Elle reprend ainsi le contrôle d’une image qui, jusque-là, lui avait été imposée. Après avoir été regardée, elle devient celle qui regarde, qui capte les formes, qui restitue le corps féminin avec une honnêteté radicale. Ce basculement est essentiel : il ne s’agit plus d’un simple passage du statut de modèle à celui d’artiste, mais d’une réécriture complète du rapport entre l’art et le féminin.

Conclusion : Un apprentissage qui mène à l’émancipation

L’atelier de Puvis de Chavannes a offert à Suzanne Valadon une première initiation aux règles académiques du dessin et de la composition. Mais cette formation a aussi souligné, en creux, ce à quoi elle voulait échapper : une vision figée, distante, où le corps féminin était réduit à un archétype esthétique.

Grâce à son passage chez des artistes plus modernes comme Toulouse-Lautrec et Degas, elle a pu s’affranchir de ces carcans et développer un style personnel, puissant, où le corps, loin d’être idéalisé, est représenté dans toute sa réalité, avec sa force et ses imperfections.

De modèle, elle est devenue artiste, non seulement en peignant à son tour, mais surtout en imposant un regard nouveau sur le féminin. Là où elle avait été utilisée comme un simple support pour l’art des autres, elle s’est réapproprié son image, son corps, et a redéfini la place des femmes dans la création artistique. Son parcours illustre ainsi, bien au-delà de sa propre trajectoire, l’émergence d’une subjectivité féminine dans un monde pictural encore dominé par le regard masculin.
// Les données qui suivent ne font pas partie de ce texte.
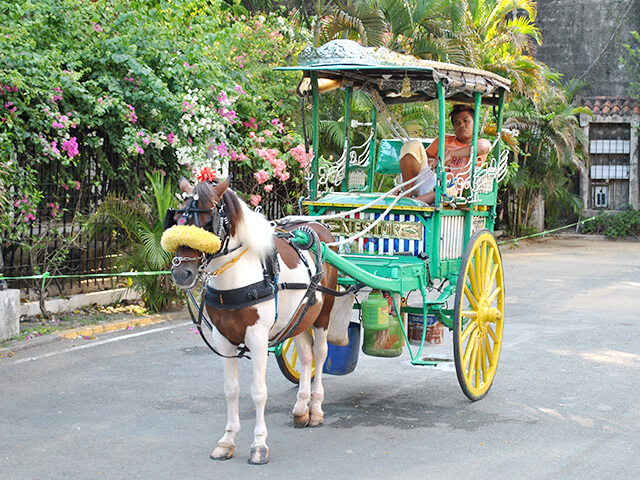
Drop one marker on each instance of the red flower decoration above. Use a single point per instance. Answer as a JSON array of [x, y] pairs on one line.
[[206, 175]]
Sources bibliographiques :

Vincent, Jean-Didier. Suzanne Valadon : Une vie libre. Paris : Albin Michel, 2009.

Bonafoux, Pascal. Suzanne Valadon. Paris : Éditions Terrail, 1996.

Price, Aimée Brown. Puvis de Chavannes. New Haven : Yale University Press, 2010.

“Suzanne Valadon.” Wikipédia, dernière modification le 3 février 2024.

“Suzanne Valadon.” Encyclopædia Universalis.

“Suzanne Valadon …le modèle.” L’Ocre Bleu, consulté en février 2025.

“Marie Coca et sa fille.” Musée des Beaux-Arts de Lyon.